Gerichtsentscheid in Streit um Michelin-Stern am Dienstag
War die Kritik gerechtfertigt oder unangebracht? Ein französisches Gericht entscheidet am Dienstag darüber, ob der berühmte Restaurantführer Guide Michelin einem Starkoch die geheimen Kriterien für die Aberkennung seines dritten Sterns offenlegen muss. Das Urteil könnte die Welt der Gourmet-Restaurants auf den Kopf stellen.
Spitzenkoch Marc Veyrat wehrt sich mit der Klage vor dem Gericht in Nanterre bei Paris gegen die Streichung seines dritten Sterns in der aktuellen Ausgabe des Michelin-Führers.
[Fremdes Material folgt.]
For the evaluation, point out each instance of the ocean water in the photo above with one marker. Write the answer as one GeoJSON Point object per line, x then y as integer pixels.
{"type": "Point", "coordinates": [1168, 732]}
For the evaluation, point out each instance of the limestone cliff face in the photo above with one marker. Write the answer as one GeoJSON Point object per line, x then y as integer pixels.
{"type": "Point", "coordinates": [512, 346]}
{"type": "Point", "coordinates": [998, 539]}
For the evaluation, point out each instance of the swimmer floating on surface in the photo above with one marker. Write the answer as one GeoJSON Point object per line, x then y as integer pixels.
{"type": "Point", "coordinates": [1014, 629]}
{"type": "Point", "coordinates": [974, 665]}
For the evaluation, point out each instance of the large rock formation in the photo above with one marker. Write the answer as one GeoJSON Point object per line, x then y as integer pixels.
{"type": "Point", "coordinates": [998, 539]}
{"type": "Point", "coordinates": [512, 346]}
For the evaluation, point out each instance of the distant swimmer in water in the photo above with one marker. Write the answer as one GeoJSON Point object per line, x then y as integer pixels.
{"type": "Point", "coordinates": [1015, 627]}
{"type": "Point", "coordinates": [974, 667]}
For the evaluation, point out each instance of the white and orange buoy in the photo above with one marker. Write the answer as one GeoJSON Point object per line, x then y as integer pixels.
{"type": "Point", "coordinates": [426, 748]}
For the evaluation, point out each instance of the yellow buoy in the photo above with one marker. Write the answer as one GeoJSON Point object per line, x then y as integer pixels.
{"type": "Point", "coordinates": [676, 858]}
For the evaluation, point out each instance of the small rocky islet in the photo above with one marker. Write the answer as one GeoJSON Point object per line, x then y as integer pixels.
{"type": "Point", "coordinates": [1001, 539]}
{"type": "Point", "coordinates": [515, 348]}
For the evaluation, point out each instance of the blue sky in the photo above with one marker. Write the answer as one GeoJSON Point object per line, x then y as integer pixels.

Der 69-Jährige sieht sich durch die Entscheidung "entehrt". Sein Anwalt Emmanuel Ravanas verlangt Aufschluss über die genauen Bewertungskriterien des Michelin-Führers und über den Kritiker, der Veyrats Restaurant "La Maison des Bois" in Manigod in den französischen Alpen abwertete.
Im Zentrum des Gerichtsstreits steht ein Soufflé, das Veyrat nach Überzeugung eines Michelin-Kritikers mit angeblich minderwertigem englischem Cheddar-Käse zubereitete und nicht wie von ihm angegeben mit traditionellen französischen Sorten wie Reblochon oder Beaufort. In der britischen Presse ist deshalb von "Cheddar-Gate" die Rede.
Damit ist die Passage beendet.